— Пока не вижу причин для конфликта.
— Ну. Мы там одного парня из Святовских оставили. Не смогли вытащить. Мои потерялись в Хмари. Святовский взвод меня вынес. Святов все грани на меня спустил. Всю дорогу держал, не давал Хмари по телу разойтись. Его раненые парни получили несколько необратимых травм, но полегче моей. А все почему? — лицо Ломова пошло красными пятнами от прорывающегося гнева. — Потому что в его группе все таблетки анти-маг были на том парне которого в омут затянуло! И баллон на нем же! Представляешь?
— Мммм. Индивидуальных пакетов не было что ли?
— Были конечно! Но их все уже использовали. Там все были в мясо. Мы нарвались на фомора со свитой. И еле ушли. У моих парней всегда был запас. А у этого… — он скрежетнул зубами. — В общем. Я тогда аурную травму и получил. Тело он мне защитил от изменений, а огранку нет. Из-за его, сука, дилетантизма (Ломов употребил другое слово, тоже начинающееся на Д) трое чистильщиков пострадало!
— Ситуация не то чтобы однозначная…
— Да знаю я. Я был тоже не прав. Формально-то он ничего не нарушил. А я начал на него быковать. Поругались мы в хлам. Ну и я на него рапорт накатал начальству. Так мол и так. Неправильная экипировка группы. Меня свои же не поняли тогда. И начальство не поняло. Но я, как узнал, что травма меня, считай, инвалидом сделала, в разнос пошел. Когда Залесский — начальник управления нас обоих к себе вызвал и попытался примирить, я вообще сорвался… Устроил натуральную истерику. И уволился к хренам. Пил потом месяца три. Запоем. Пока деньги не кончились. Ну потом работал с разными… Чудаками. К Серову вон прибился. Меня назад звали. Святов мириться приходил… Мы, вроде, объяснились с ним по-нормальному. Но обратно на службу я не пошел. Мне казалось я просто плыву по течению. А я, считай, уже на дно упал. Вот и вся история, Олег. Вел я себя неправильно. Но в главном я прав! Святов неверно экипировал свою группу! Я ему больше спину свою в любом случае не доверю.
— Мда. Ну хоть ясность появилась.
— А ты, Олег, подумай теперь. Нужен ли тебе психически нестабильный работничек.
— Я твою «психическую нестабильность» в деле видел. Когда ты нас через выплеск к форту вывел.
— Хм.
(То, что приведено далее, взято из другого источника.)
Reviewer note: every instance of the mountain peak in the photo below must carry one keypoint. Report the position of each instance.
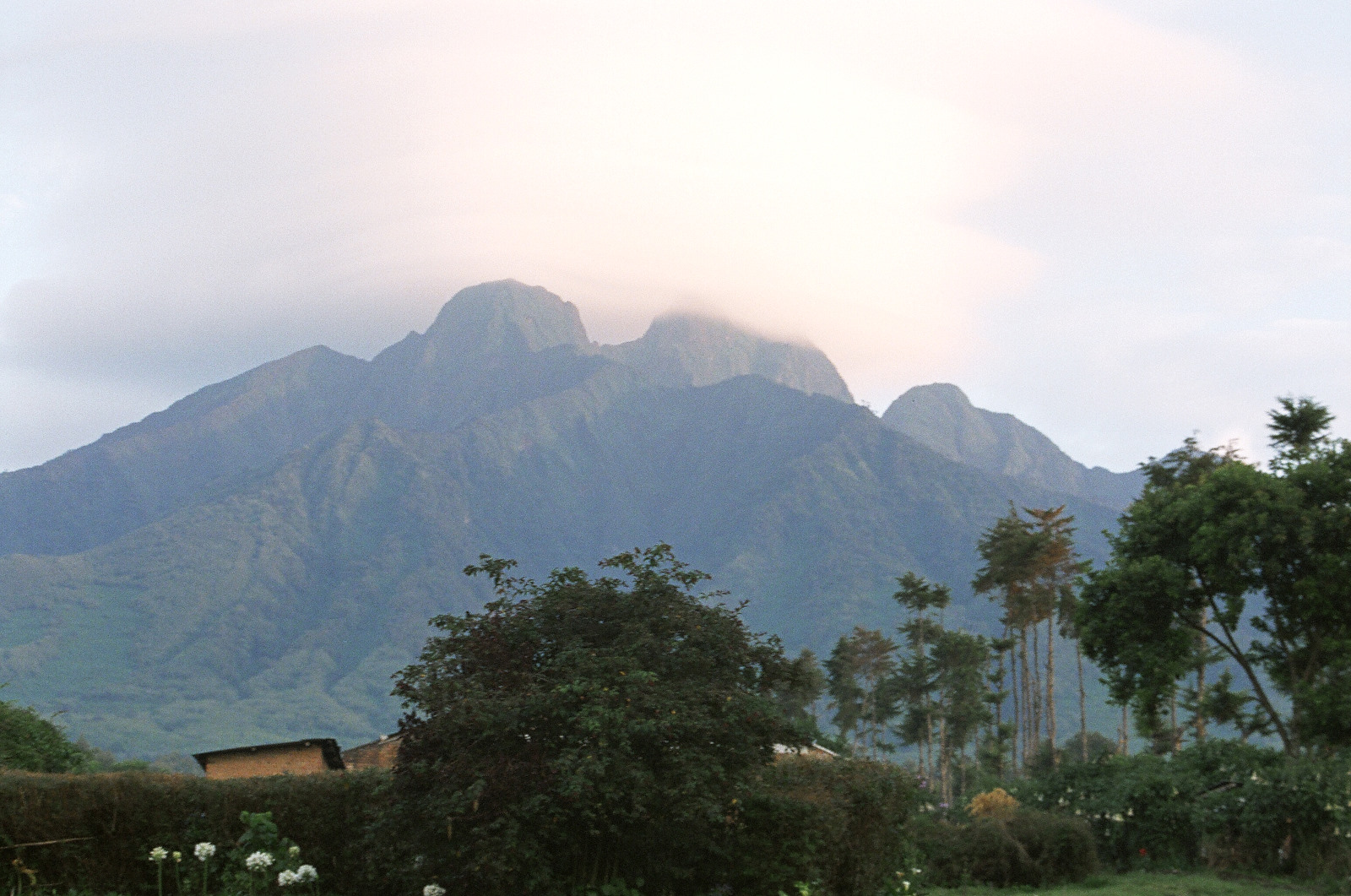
(686, 349)
(942, 418)
(506, 317)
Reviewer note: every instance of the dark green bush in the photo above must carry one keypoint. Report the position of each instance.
(1220, 803)
(838, 826)
(121, 817)
(1035, 849)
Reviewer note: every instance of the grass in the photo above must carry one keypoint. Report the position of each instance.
(1148, 884)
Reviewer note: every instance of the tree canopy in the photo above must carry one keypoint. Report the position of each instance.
(587, 730)
(1215, 537)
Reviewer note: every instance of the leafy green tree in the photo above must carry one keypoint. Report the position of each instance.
(33, 743)
(581, 733)
(804, 684)
(1211, 531)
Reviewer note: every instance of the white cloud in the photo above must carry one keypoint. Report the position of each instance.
(925, 191)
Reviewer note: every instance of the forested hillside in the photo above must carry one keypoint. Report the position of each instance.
(257, 560)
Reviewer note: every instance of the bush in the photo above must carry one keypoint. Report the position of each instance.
(33, 743)
(114, 821)
(1222, 803)
(1035, 849)
(838, 826)
(585, 731)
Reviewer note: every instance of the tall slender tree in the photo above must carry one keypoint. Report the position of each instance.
(923, 603)
(860, 675)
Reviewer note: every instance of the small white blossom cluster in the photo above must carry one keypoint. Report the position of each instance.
(303, 875)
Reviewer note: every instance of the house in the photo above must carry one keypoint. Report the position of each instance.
(377, 754)
(294, 757)
(812, 752)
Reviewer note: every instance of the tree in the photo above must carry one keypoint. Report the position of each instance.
(33, 743)
(583, 731)
(925, 603)
(1207, 535)
(861, 671)
(803, 686)
(959, 661)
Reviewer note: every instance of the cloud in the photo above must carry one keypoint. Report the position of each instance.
(925, 191)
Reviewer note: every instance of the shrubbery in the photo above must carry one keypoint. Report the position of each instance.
(1027, 848)
(111, 822)
(837, 826)
(1220, 803)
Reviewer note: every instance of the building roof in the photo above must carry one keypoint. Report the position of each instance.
(328, 747)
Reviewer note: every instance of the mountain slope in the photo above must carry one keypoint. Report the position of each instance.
(256, 561)
(691, 350)
(942, 418)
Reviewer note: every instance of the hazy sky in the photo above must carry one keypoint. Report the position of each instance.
(1123, 222)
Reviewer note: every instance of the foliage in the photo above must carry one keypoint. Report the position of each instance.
(1028, 848)
(1207, 534)
(583, 731)
(33, 743)
(838, 826)
(1223, 803)
(110, 822)
(996, 803)
(860, 675)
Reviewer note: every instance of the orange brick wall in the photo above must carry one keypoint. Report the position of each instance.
(257, 763)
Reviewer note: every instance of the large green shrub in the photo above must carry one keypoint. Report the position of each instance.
(585, 731)
(111, 822)
(33, 743)
(837, 826)
(1220, 803)
(1031, 848)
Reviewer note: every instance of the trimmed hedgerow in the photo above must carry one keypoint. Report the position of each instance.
(111, 822)
(1027, 848)
(837, 826)
(1220, 803)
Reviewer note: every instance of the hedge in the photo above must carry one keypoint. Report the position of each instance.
(112, 821)
(1033, 849)
(838, 826)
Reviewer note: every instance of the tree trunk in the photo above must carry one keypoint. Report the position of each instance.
(1200, 703)
(1084, 715)
(1015, 682)
(1028, 720)
(1050, 689)
(1175, 733)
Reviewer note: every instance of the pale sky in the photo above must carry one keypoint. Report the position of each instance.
(1123, 222)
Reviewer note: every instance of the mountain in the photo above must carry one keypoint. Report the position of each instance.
(942, 418)
(257, 560)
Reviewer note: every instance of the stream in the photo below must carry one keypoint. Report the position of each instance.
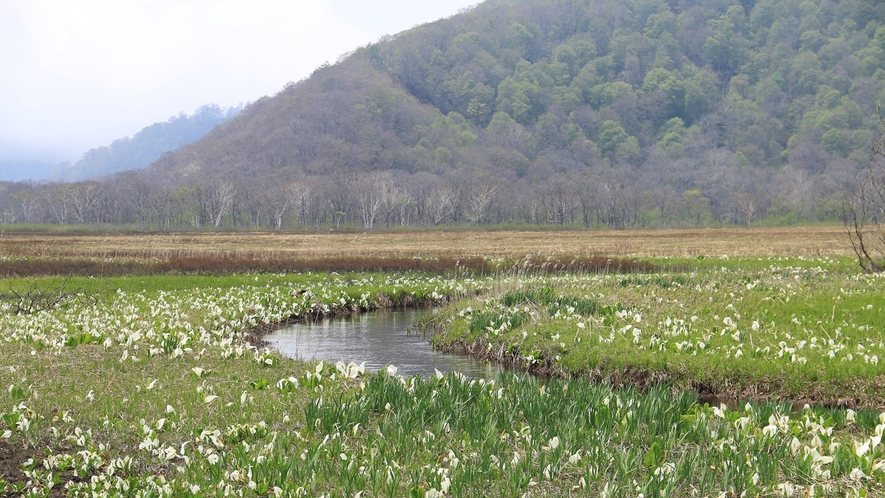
(378, 338)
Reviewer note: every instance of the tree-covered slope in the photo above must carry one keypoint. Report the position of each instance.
(146, 146)
(593, 112)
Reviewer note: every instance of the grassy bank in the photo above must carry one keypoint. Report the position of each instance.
(155, 390)
(153, 384)
(802, 330)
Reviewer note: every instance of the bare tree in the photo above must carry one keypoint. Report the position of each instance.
(864, 211)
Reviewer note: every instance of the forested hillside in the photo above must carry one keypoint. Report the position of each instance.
(619, 113)
(146, 146)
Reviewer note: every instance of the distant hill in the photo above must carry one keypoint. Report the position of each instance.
(23, 169)
(619, 113)
(144, 147)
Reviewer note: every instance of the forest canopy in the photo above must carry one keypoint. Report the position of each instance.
(618, 113)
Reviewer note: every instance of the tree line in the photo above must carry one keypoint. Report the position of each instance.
(594, 113)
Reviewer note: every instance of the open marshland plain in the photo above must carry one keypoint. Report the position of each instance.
(713, 363)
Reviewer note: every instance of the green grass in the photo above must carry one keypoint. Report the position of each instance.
(784, 329)
(153, 389)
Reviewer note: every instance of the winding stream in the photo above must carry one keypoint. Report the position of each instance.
(379, 339)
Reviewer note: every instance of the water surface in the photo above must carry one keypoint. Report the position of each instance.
(379, 338)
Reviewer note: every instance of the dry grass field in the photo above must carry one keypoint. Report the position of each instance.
(794, 241)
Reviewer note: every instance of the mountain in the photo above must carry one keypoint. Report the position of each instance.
(619, 113)
(144, 147)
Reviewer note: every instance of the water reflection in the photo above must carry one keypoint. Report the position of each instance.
(379, 338)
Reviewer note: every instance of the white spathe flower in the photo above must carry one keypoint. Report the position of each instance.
(554, 443)
(861, 449)
(856, 474)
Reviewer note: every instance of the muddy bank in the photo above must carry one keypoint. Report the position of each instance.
(723, 391)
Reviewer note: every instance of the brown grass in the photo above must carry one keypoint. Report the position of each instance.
(457, 245)
(222, 264)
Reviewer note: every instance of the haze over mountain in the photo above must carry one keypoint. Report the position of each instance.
(146, 146)
(123, 154)
(590, 112)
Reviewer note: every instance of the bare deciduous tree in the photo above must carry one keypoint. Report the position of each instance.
(864, 211)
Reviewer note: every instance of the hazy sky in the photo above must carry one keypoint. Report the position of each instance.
(79, 74)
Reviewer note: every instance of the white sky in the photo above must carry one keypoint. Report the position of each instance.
(79, 74)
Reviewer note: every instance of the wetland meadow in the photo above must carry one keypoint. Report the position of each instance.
(721, 363)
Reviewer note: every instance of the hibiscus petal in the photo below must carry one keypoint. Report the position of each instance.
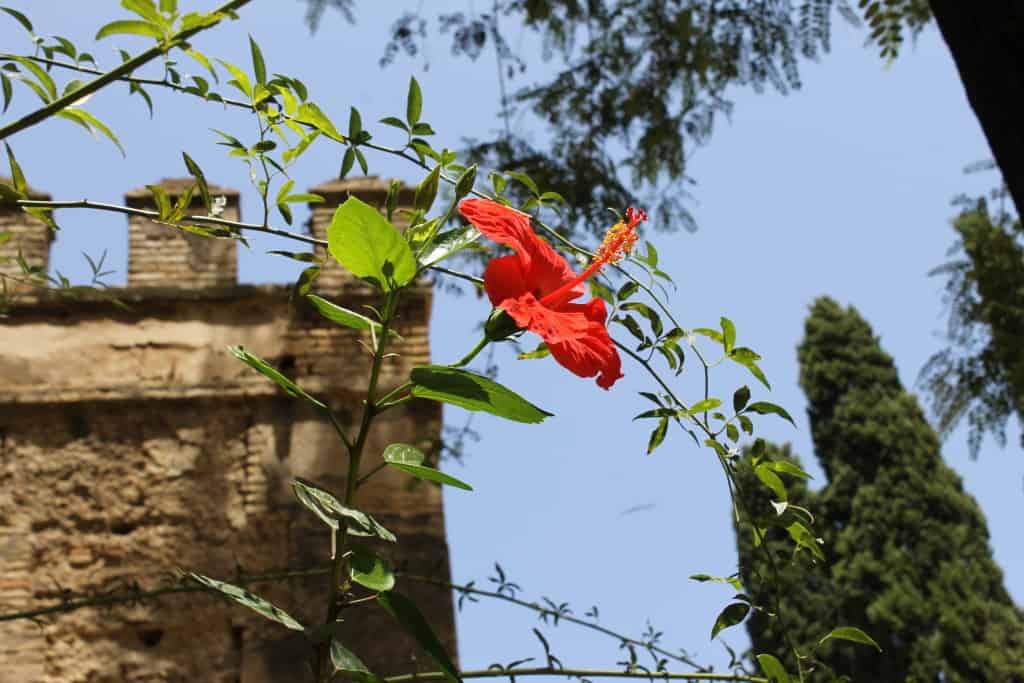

Ну… По рукам?
— По рукам!
Я задумчиво перебирал в руках бусины разноцветных четок. Под пальцами ощущались выдавленные в камушках руны. Этот защитный оберег я подарил когда-то одной девчонке. Точно этот. Он был сделан по моему с другом проекту и индивидуальному заказу. И камни для четок я лично отбирал.
Не знаю. Может это моя судьба собирать вокруг себя калечных, обиженных или нестандартных людей. В прошлой моей жизни было так же. Да я и сам был тот еще моральный калека. Одинокий, желчный, озлобленный. Сейчас, когда груз поступков и тяготы жизни прошлого Арлекина не давит мне на плечи, я ощущаю себя гораздо более полноценным.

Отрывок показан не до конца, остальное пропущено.